# Module 3: XML

In the digital world, data is often stored in XML documents. Understanding how they work, and being able to work with them is essential for a Data Engineer.

During this training we will go into detail about XML documents, and how to work with them in Python. During the training we will follow the following outline:
1. What is XML?
2. The ElementTree library 
3. Complex XML operations
4. Parsing XML documents

Enjoy!

Run the following cell to import all necessary libraries.

In [None]:
import xml.etree.ElementTree as ET
import pandas as pd

### Section 1: What is XML? (15 min)

XML stands for Extensible Markup Language, and it is very commonly used on webpages. XML creates a hierarchical, tree-like structure, and this structure helps it to be easily interpretable. There is a clear hierarchy in XML documents, as well as a useful flexibility. For those familiar to HTML, the XML document structure will feel very recognizable.

Let's have a look at an example. The image below is an example of a (very) limited XML document on energy consumption.

![A-XML-sample-document-including-energy-consumption.png](attachment:A-XML-sample-document-including-energy-consumption.png)

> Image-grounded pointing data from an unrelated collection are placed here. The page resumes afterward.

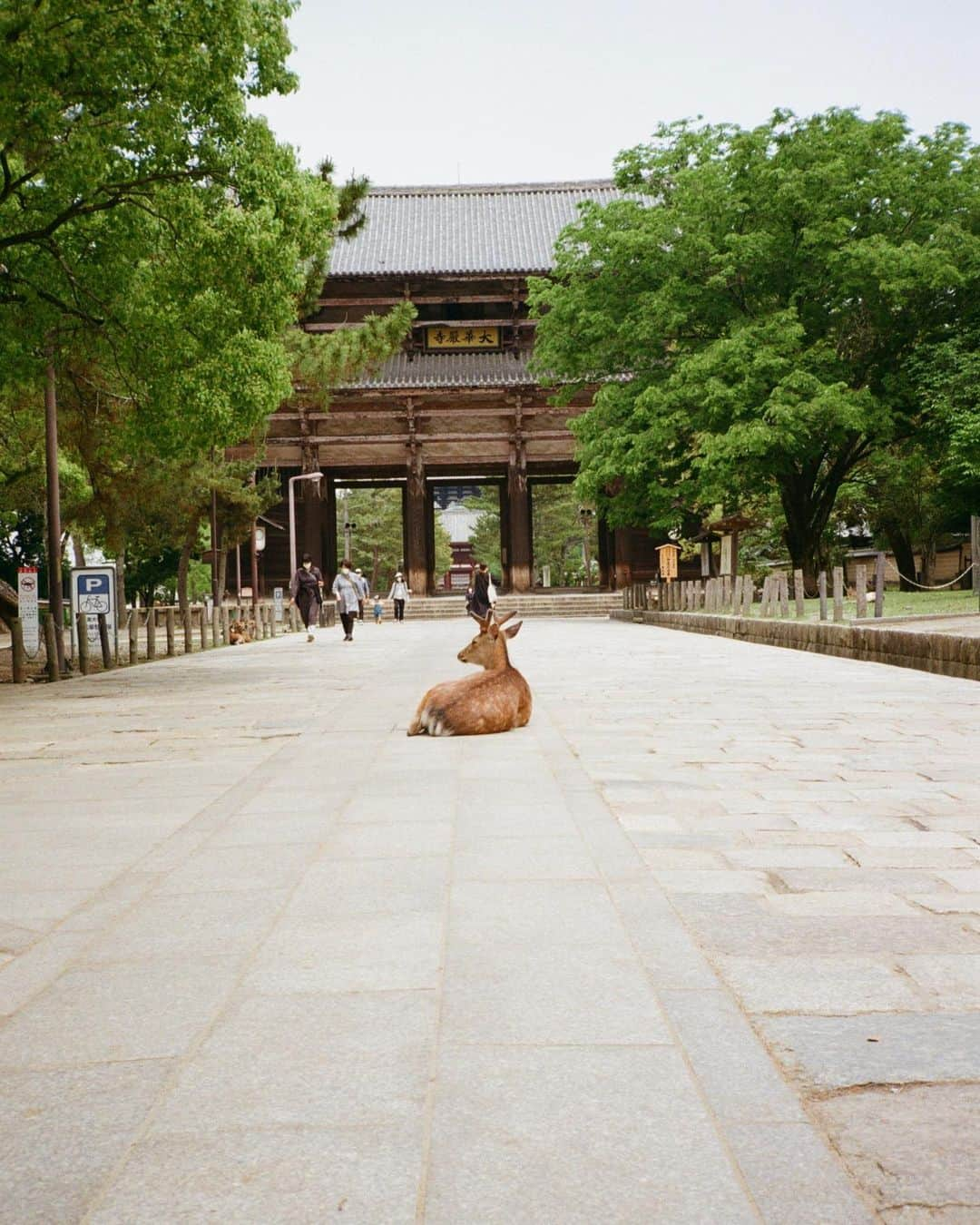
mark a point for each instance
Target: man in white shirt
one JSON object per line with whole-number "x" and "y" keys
{"x": 364, "y": 591}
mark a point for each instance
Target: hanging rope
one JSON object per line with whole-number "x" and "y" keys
{"x": 921, "y": 587}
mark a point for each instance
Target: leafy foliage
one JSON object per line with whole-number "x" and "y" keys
{"x": 753, "y": 310}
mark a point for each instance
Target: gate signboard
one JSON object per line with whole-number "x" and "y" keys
{"x": 27, "y": 608}
{"x": 93, "y": 592}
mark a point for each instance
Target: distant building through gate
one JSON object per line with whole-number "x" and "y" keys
{"x": 458, "y": 407}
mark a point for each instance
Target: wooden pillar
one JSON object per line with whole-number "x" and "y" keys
{"x": 430, "y": 542}
{"x": 329, "y": 529}
{"x": 622, "y": 555}
{"x": 413, "y": 524}
{"x": 518, "y": 524}
{"x": 605, "y": 552}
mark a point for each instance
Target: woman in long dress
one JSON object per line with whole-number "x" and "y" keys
{"x": 307, "y": 592}
{"x": 480, "y": 602}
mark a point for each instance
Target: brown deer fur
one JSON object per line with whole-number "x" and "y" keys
{"x": 495, "y": 701}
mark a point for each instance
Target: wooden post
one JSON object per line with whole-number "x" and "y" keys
{"x": 18, "y": 655}
{"x": 52, "y": 633}
{"x": 860, "y": 590}
{"x": 133, "y": 627}
{"x": 108, "y": 663}
{"x": 81, "y": 622}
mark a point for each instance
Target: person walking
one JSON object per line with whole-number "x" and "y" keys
{"x": 347, "y": 599}
{"x": 398, "y": 593}
{"x": 307, "y": 592}
{"x": 364, "y": 591}
{"x": 480, "y": 601}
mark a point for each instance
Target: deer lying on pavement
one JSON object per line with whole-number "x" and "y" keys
{"x": 495, "y": 701}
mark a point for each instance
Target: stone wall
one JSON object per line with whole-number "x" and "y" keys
{"x": 945, "y": 653}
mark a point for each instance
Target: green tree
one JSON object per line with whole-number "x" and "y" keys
{"x": 560, "y": 536}
{"x": 753, "y": 310}
{"x": 377, "y": 543}
{"x": 485, "y": 535}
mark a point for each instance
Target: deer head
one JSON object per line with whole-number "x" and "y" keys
{"x": 489, "y": 648}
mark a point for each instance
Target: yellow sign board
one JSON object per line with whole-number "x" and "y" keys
{"x": 469, "y": 336}
{"x": 668, "y": 555}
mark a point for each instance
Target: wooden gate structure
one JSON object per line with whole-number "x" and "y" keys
{"x": 458, "y": 402}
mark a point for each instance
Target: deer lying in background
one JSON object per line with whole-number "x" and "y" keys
{"x": 495, "y": 701}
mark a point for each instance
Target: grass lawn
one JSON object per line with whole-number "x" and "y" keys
{"x": 949, "y": 603}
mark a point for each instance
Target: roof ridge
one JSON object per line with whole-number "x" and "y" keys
{"x": 486, "y": 189}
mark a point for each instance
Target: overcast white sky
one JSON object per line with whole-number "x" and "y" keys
{"x": 516, "y": 91}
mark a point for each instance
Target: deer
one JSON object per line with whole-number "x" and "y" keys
{"x": 497, "y": 700}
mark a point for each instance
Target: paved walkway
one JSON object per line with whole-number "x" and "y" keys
{"x": 702, "y": 944}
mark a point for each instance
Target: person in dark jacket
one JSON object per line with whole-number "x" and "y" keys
{"x": 307, "y": 592}
{"x": 479, "y": 602}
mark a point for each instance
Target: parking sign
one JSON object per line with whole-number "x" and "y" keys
{"x": 93, "y": 592}
{"x": 27, "y": 608}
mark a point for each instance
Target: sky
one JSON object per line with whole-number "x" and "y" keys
{"x": 436, "y": 92}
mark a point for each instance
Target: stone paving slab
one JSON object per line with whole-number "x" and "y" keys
{"x": 279, "y": 962}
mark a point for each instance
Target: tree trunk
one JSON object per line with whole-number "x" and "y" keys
{"x": 222, "y": 573}
{"x": 928, "y": 561}
{"x": 184, "y": 565}
{"x": 900, "y": 546}
{"x": 120, "y": 582}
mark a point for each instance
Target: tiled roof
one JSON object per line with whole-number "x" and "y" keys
{"x": 446, "y": 370}
{"x": 454, "y": 230}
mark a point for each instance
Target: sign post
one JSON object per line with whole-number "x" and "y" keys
{"x": 93, "y": 592}
{"x": 667, "y": 555}
{"x": 27, "y": 609}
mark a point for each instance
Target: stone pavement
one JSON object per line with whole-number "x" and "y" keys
{"x": 701, "y": 944}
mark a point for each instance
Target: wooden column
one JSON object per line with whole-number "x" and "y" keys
{"x": 518, "y": 524}
{"x": 413, "y": 522}
{"x": 329, "y": 529}
{"x": 605, "y": 553}
{"x": 623, "y": 556}
{"x": 311, "y": 535}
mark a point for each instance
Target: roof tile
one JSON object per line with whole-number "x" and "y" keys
{"x": 463, "y": 230}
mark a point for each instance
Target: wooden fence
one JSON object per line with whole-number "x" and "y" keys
{"x": 740, "y": 597}
{"x": 146, "y": 634}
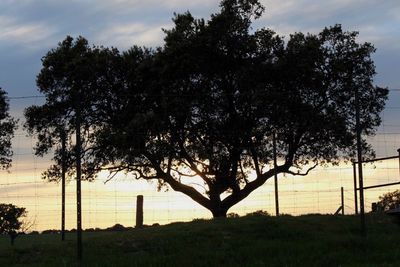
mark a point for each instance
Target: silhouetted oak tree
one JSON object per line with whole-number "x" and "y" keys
{"x": 199, "y": 114}
{"x": 7, "y": 127}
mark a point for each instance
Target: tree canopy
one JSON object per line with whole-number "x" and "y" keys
{"x": 199, "y": 113}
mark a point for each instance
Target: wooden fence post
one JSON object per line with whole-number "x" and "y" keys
{"x": 139, "y": 211}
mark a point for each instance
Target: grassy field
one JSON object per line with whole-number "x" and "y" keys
{"x": 311, "y": 240}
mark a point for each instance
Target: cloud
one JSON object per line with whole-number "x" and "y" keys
{"x": 128, "y": 34}
{"x": 27, "y": 34}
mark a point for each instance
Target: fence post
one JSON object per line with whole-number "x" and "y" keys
{"x": 398, "y": 150}
{"x": 139, "y": 211}
{"x": 355, "y": 187}
{"x": 342, "y": 198}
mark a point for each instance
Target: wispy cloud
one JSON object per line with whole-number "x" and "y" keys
{"x": 27, "y": 34}
{"x": 128, "y": 34}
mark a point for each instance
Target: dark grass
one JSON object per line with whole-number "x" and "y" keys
{"x": 311, "y": 240}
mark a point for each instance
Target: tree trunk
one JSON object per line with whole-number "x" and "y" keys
{"x": 218, "y": 212}
{"x": 13, "y": 235}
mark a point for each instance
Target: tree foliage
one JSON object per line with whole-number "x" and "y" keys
{"x": 389, "y": 201}
{"x": 74, "y": 78}
{"x": 10, "y": 220}
{"x": 198, "y": 114}
{"x": 7, "y": 127}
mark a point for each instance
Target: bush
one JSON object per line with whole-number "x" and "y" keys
{"x": 389, "y": 201}
{"x": 10, "y": 223}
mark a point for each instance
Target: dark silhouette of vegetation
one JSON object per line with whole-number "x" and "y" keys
{"x": 10, "y": 220}
{"x": 7, "y": 127}
{"x": 198, "y": 114}
{"x": 71, "y": 79}
{"x": 389, "y": 201}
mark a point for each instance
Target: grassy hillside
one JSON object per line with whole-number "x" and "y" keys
{"x": 312, "y": 240}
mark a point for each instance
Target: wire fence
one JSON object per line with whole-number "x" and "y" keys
{"x": 106, "y": 204}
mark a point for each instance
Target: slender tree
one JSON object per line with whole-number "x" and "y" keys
{"x": 7, "y": 128}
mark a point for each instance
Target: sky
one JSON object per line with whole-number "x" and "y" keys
{"x": 30, "y": 28}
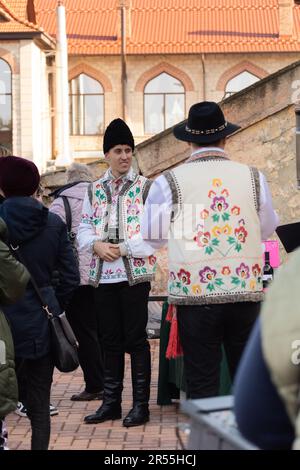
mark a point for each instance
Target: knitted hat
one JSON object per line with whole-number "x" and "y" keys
{"x": 117, "y": 133}
{"x": 18, "y": 176}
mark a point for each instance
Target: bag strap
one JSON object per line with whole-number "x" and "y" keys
{"x": 19, "y": 256}
{"x": 68, "y": 213}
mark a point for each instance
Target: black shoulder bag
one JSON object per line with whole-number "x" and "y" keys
{"x": 64, "y": 346}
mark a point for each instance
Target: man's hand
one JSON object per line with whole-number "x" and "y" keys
{"x": 106, "y": 251}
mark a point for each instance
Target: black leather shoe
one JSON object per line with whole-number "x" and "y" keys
{"x": 86, "y": 396}
{"x": 138, "y": 415}
{"x": 104, "y": 413}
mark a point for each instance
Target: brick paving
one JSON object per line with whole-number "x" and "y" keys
{"x": 69, "y": 432}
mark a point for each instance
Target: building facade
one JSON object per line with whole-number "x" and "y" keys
{"x": 145, "y": 60}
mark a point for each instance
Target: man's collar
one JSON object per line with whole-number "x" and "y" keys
{"x": 129, "y": 176}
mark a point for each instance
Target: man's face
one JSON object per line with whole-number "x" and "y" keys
{"x": 119, "y": 158}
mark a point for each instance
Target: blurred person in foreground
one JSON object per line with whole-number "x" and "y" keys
{"x": 34, "y": 232}
{"x": 14, "y": 278}
{"x": 267, "y": 385}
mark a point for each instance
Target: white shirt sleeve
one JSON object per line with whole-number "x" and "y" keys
{"x": 269, "y": 219}
{"x": 155, "y": 221}
{"x": 86, "y": 233}
{"x": 157, "y": 214}
{"x": 156, "y": 218}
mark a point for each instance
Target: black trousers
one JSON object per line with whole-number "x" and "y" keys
{"x": 123, "y": 314}
{"x": 203, "y": 329}
{"x": 83, "y": 318}
{"x": 36, "y": 377}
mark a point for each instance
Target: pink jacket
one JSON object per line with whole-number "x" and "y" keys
{"x": 75, "y": 196}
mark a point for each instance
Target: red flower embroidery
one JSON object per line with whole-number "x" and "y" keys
{"x": 236, "y": 210}
{"x": 184, "y": 276}
{"x": 241, "y": 234}
{"x": 202, "y": 239}
{"x": 256, "y": 270}
{"x": 226, "y": 271}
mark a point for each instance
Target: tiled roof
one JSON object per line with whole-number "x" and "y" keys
{"x": 16, "y": 13}
{"x": 171, "y": 26}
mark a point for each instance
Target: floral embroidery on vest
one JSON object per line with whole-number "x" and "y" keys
{"x": 219, "y": 259}
{"x": 130, "y": 207}
{"x": 220, "y": 212}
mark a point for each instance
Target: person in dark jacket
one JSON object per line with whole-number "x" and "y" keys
{"x": 13, "y": 281}
{"x": 41, "y": 238}
{"x": 81, "y": 311}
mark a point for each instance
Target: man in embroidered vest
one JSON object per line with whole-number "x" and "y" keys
{"x": 215, "y": 213}
{"x": 111, "y": 213}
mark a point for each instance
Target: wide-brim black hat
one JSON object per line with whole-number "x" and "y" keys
{"x": 205, "y": 124}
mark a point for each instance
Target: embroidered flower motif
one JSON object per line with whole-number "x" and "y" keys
{"x": 202, "y": 239}
{"x": 204, "y": 214}
{"x": 243, "y": 271}
{"x": 256, "y": 270}
{"x": 184, "y": 276}
{"x": 152, "y": 260}
{"x": 236, "y": 210}
{"x": 241, "y": 234}
{"x": 207, "y": 274}
{"x": 227, "y": 229}
{"x": 225, "y": 192}
{"x": 138, "y": 262}
{"x": 216, "y": 231}
{"x": 196, "y": 289}
{"x": 219, "y": 204}
{"x": 108, "y": 272}
{"x": 217, "y": 182}
{"x": 133, "y": 209}
{"x": 226, "y": 271}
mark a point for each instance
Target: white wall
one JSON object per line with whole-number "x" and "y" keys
{"x": 34, "y": 112}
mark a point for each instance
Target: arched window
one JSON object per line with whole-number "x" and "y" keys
{"x": 86, "y": 106}
{"x": 164, "y": 103}
{"x": 5, "y": 105}
{"x": 239, "y": 82}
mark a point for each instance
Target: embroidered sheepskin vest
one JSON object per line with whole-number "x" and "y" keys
{"x": 215, "y": 251}
{"x": 130, "y": 209}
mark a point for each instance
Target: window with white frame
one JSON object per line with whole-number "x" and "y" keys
{"x": 164, "y": 103}
{"x": 5, "y": 105}
{"x": 86, "y": 106}
{"x": 239, "y": 82}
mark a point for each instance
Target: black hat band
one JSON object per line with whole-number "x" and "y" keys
{"x": 207, "y": 131}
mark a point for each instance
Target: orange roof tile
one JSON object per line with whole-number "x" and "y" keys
{"x": 16, "y": 12}
{"x": 171, "y": 26}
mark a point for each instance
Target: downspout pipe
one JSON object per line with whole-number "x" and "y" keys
{"x": 297, "y": 113}
{"x": 203, "y": 77}
{"x": 123, "y": 59}
{"x": 63, "y": 157}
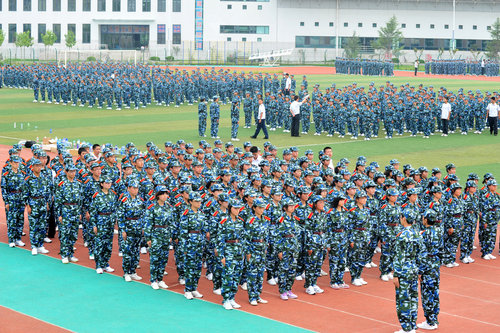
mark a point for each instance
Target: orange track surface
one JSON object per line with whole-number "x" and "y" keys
{"x": 470, "y": 295}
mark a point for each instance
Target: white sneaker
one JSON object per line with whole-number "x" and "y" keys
{"x": 318, "y": 290}
{"x": 310, "y": 290}
{"x": 43, "y": 250}
{"x": 234, "y": 304}
{"x": 425, "y": 326}
{"x": 357, "y": 283}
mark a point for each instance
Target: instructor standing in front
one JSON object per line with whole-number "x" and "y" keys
{"x": 295, "y": 111}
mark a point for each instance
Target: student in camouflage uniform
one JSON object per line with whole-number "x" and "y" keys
{"x": 12, "y": 185}
{"x": 157, "y": 232}
{"x": 68, "y": 211}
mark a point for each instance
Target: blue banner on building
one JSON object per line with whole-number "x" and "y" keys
{"x": 198, "y": 24}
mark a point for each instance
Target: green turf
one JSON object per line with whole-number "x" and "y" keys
{"x": 76, "y": 298}
{"x": 472, "y": 153}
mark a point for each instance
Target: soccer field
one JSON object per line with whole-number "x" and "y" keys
{"x": 472, "y": 153}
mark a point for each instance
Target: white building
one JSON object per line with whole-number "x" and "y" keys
{"x": 262, "y": 24}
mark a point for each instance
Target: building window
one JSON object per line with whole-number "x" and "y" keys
{"x": 56, "y": 27}
{"x": 86, "y": 33}
{"x": 27, "y": 5}
{"x": 162, "y": 5}
{"x": 101, "y": 5}
{"x": 117, "y": 4}
{"x": 42, "y": 29}
{"x": 244, "y": 29}
{"x": 72, "y": 28}
{"x": 176, "y": 6}
{"x": 71, "y": 5}
{"x": 86, "y": 5}
{"x": 27, "y": 27}
{"x": 131, "y": 6}
{"x": 42, "y": 5}
{"x": 12, "y": 32}
{"x": 176, "y": 34}
{"x": 12, "y": 8}
{"x": 161, "y": 37}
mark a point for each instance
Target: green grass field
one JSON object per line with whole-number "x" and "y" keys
{"x": 472, "y": 153}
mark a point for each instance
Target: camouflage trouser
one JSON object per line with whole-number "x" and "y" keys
{"x": 337, "y": 258}
{"x": 313, "y": 265}
{"x": 192, "y": 264}
{"x": 130, "y": 249}
{"x": 103, "y": 245}
{"x": 15, "y": 222}
{"x": 287, "y": 268}
{"x": 255, "y": 275}
{"x": 68, "y": 233}
{"x": 357, "y": 255}
{"x": 429, "y": 288}
{"x": 231, "y": 271}
{"x": 407, "y": 303}
{"x": 38, "y": 225}
{"x": 158, "y": 253}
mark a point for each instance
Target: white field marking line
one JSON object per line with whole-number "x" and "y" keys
{"x": 43, "y": 321}
{"x": 172, "y": 291}
{"x": 344, "y": 142}
{"x": 442, "y": 312}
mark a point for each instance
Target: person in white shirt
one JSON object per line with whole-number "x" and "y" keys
{"x": 261, "y": 121}
{"x": 295, "y": 111}
{"x": 493, "y": 116}
{"x": 445, "y": 116}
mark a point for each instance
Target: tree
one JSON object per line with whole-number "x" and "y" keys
{"x": 389, "y": 38}
{"x": 70, "y": 39}
{"x": 493, "y": 47}
{"x": 24, "y": 39}
{"x": 48, "y": 39}
{"x": 352, "y": 47}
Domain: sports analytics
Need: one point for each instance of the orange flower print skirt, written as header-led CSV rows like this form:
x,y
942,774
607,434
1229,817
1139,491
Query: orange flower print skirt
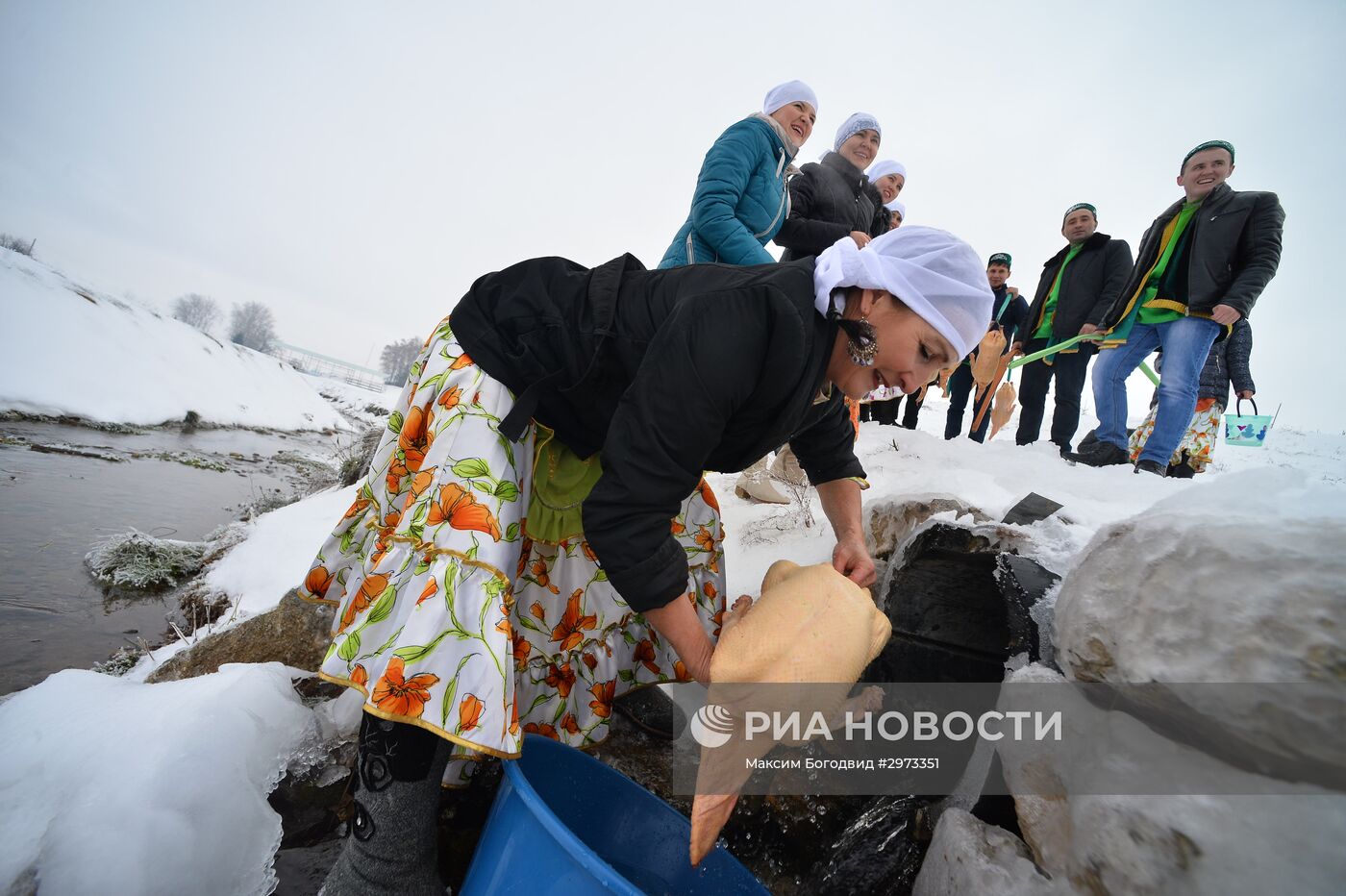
x,y
450,618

When look at the example above, a few things stand out. Let's address them one at a time.

First we'll have a look at tags. A tag is a markup construct that starts with a '<', and ends with a '>'. In the example above there are many tags, including '< Property >', '< Name >', and '< Value >'. As you may notice in the example, tags are always in pairs. There is a starting tag which indicates the start of a new tag, and there is a closing tag, which indicates the end. You can differentiate the two by the backslash within the second tag.

This is where it gets interesting. A pair of tags is called an element. And elements are the core of an XML document. The elements are used to partition the XML document into closed-off sections, and each element will contain information relevant to that element. The characters between a starting tag and a closing tag, if present, are the elements content. When we look at the image above, we can see some elements. Examples are below. 
- < Name > EnergyConsumption:Busy </ Name>
- < Unit > watt </ Unit >
- < Value > 50000 </ Value >

These are all separate elements, but for those that are observant, we can see something very interesting. They are actually part of another element. Within XML, elements can contain content, including other 'child elements'. So when we have a look at the first actual element of the example, we see the following.

< Property >
- < Name > EnergyConsumption:Busy </ Name>
- < Description > Measured on real production system </ Description > 
- < Unit > watt </ Unit >
- < Value > 50000 </ Value >

</ Property>

The Property element, is enclosed between two tags, and contains four more children elements (Name, Description, Unit, Value), each with their own information. This nested structure creates the hierarchical structure mentioned before.

Each XML document is made up of many elements and their children. The highest, top-level element is called the root. And this is where every XML journey begins.

Let's have a quick look at another example.

![samplexml.jpg](attachment:samplexml.jpg)

When comparing this to the first XML document example, we can see two important differences.

We can see that the element names are different. This is where the flexibility in XML document comes from. There is no predefined structure of names that XML documents have to follow.

Another interesting aspect is the red text within in the Color4 element. There is a key-value pair that seems to add information to the element. These are what we call attributes. They can add extra information to elements. Important to note is that attributes within XML can only have one value, and each attribute can appear only once on each element.

Now that we covered the basics of a XML document structure, let's move on to working with them in Python.

### Section 2: The ElementTree library  (30 min)

Like with everything in the world of Python, there is also a library for working with XML documents, and it's called ElementTree. With this library we can read, navigate, and manipulate XMLs.

When working with Python, it is paramount that you're able to read the documentation of libraries. So please have a close look at the documentation of ElementTree: https://docs.python.org/3/library/xml.etree.elementtree.html. Good documentation websites always include a good overview of the possibilities, and often a quickstart. In this case there even is a small tutorial.

Please have a good look! You'll need information from the documentation for the next couple of steps.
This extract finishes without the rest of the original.